Las urnas decidieron que Carles Puigdemont es el legítimo presidente de Cataluña, y todo intento español de cambiarlo por otro constituye un ataque dictatorial de naturaleza fascista inaceptable por completo. Aceptar que el Estado español, con el apoyo de los Comunes, viole los derechos democráticos fundamentales del presidente Puigdemont constituye una claudicación nacional en toda regla, dado que un pueblo que se humilla hasta el extremo de decir que no es nadie para decidir sobre su propia vida, y que acata sumiso la voluntad de quien lo quisiera muerto, es un pueblo que ha vendido su alma y que ha perdido el respeto por sí mismo.

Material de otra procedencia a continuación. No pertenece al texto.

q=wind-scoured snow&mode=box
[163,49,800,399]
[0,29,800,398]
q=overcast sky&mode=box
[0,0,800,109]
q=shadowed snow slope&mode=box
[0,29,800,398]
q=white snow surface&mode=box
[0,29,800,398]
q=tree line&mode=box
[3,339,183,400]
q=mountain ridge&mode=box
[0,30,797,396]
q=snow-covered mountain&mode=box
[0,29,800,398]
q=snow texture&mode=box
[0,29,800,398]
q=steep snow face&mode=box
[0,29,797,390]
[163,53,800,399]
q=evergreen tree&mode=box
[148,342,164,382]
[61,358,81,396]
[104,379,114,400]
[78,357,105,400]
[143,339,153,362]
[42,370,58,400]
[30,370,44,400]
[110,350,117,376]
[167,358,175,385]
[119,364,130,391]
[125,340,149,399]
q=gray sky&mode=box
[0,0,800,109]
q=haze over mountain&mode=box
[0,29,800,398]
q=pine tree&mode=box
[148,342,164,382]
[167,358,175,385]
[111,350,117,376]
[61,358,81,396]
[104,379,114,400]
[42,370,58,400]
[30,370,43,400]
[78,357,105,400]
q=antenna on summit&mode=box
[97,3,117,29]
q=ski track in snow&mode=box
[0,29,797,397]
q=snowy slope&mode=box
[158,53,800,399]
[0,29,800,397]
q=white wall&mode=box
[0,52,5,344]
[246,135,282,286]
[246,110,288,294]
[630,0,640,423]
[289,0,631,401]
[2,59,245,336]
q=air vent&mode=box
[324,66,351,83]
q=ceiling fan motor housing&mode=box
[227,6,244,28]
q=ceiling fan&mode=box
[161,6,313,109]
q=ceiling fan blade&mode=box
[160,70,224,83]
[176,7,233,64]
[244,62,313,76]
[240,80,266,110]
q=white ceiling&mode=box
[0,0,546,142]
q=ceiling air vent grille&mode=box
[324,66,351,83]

La investidura de Carles Puigdemont es igualmente una cuestión de sentido común por dos razones: en primer lugar, porque su sustituto, se llame como se llame, ya sea para complacer España como los Comunes, se convertirá en un reflejo histórico de la claudicación catalana; y en segundo lugar, porque cuanto más claudique Cataluña, cuanto más obedezca, cuanto más se arrodille, más fuertes serán los grilletes españoles que llevará. El autohumiliación del prisionero, por muy revestida de prudencia y de posibilismo que vaya acompañada, da alas al secuestrador y lo empuja a exacerbar aún más la opresión. O, dicho de otro modo, lo hace sentirse poderoso hasta el punto de encontrar una irrenunciable y adictiva fuente de reafirmación personal imparable y que lo hace cebarse morbosamente con la víctima hasta su extenuación .

Hace siglos que no hay nada que excite más la libido del Estado español que la humillación de Cataluña. Es el sueño más húmedo de su impotencia para doblegarla. Es, pues, por dignidad que Cataluña ha de investir telemáticamente al presidente Puigdemont. No hay moneda alguna, ni ninguna ley, ni ninguna norma catalanas que lo impida. Ninguna. Estamos en el siglo XXI, no en el siglo del Decreto de Nueva Planta, por más que éste no haya sido nunca derogado y que el 155 sea una versión actualizada del mismo. Ya no es por respeto a la inviolabilidad de las urnas, ya no es por respeto a la inviolabilidad del voto, es por respeto a nosotros mismos, como pueblo, por lo que hemos de investir a Carles Puigdemont como presidente de Cataluña.